Rainfall that occurred between August 13 and 15 has washed away several homes and caused widespread devastation in the state.
On Monday, two landslides had occurred in Summer Hill and Fagli areas of Shimla. On Tuesday, another landslide had occurred in Shimla’s Krishna Nagar locality. The toll climbed on Wednesday as more bodies were recovered from the debris.
Deputy Commissioner Nipun Jindal on Wednesday told PTI that the authorities have evacuated 1,731 people from flood-hit areas of Kangra district in the last 24 hours. Indora and Fatehpur sub-divisions of the district were inundated due to the elevated water level in the Pong Dam.
Himachal Pradesh has received 742 millimetres of rainfall in 54 days of monsoon this year against the season’s average of 730 millimetres that it records between June 1 and September 30, an unidentified weather department official told PTI.
All schools and colleges across the state will remain closed till August 19 and at least 698 roads have been blocked due to landslides.
CM blames faulty architecture, rampant construction
On Wednesday, Chief Minister Sukhvinder Singh Sukhu said that Himachal Pradesh has suffered an estimated loss of about Rs 10,000 crore due to the torrential downpours. The state, he added, will take a year to rebuild the infrastructure that has been damaged.

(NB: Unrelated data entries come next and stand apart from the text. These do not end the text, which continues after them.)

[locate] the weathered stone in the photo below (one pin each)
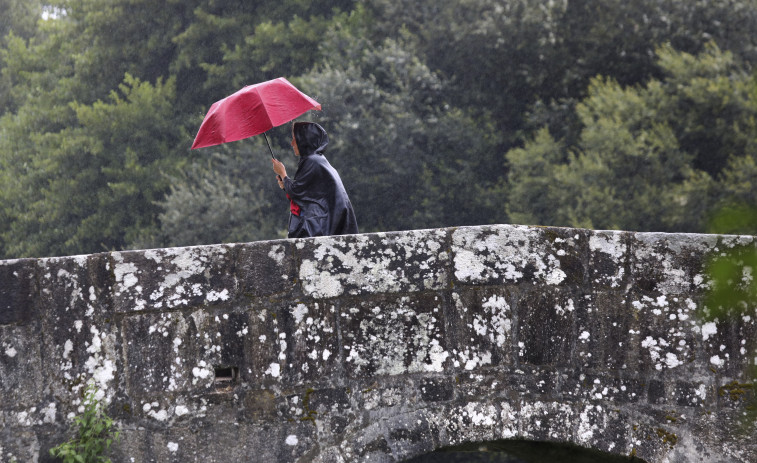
(376, 263)
(161, 279)
(18, 291)
(481, 326)
(266, 268)
(546, 327)
(392, 336)
(513, 254)
(609, 259)
(381, 347)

Sukhu blamed faulty construction of buildings, indiscriminate construction work and migrant architects for the devastation in the state, reported The Indian Express.
“In recently made buildings, the drainage system is very poor,” he told the newspaper. “People believe they are draining the water without knowing that water is going nowhere but into the hills, making them fragile. Shimla is more than one and a half century old, and its drainage system was excellent. Now there are buildings in the nallas [runlets].”
He said the houses that have collapsed had not met the standards of structural engineering. “The migrant architects [masons], whom I call ‘Bihari architects’, come here and construct floor on floor,” the chief minister claimed. “We do not have local masons.”
He said that the National Highways Authority of India should construct tunnels instead of widening the roads, adding its engineers need to cut the mountains more scientifically.
“There is a way to cut the hills,” Sukhu said. “Hills are always cut in slopes at an angle of 45 degree, 60 degree, etc but not at 90 degree, as was done at many locations between Kalka and Shimla.”
Deputy Chief Minister Mukesh Agnihotri has urged the Centre to declare national calamity in Himachal Pradesh and release Rs 2,000 crore for restoration work.
At least 214 people have died in the rain-related incidents since the onset of monsoon on June 24 while 38 are still missing, the state emergency operation centre said.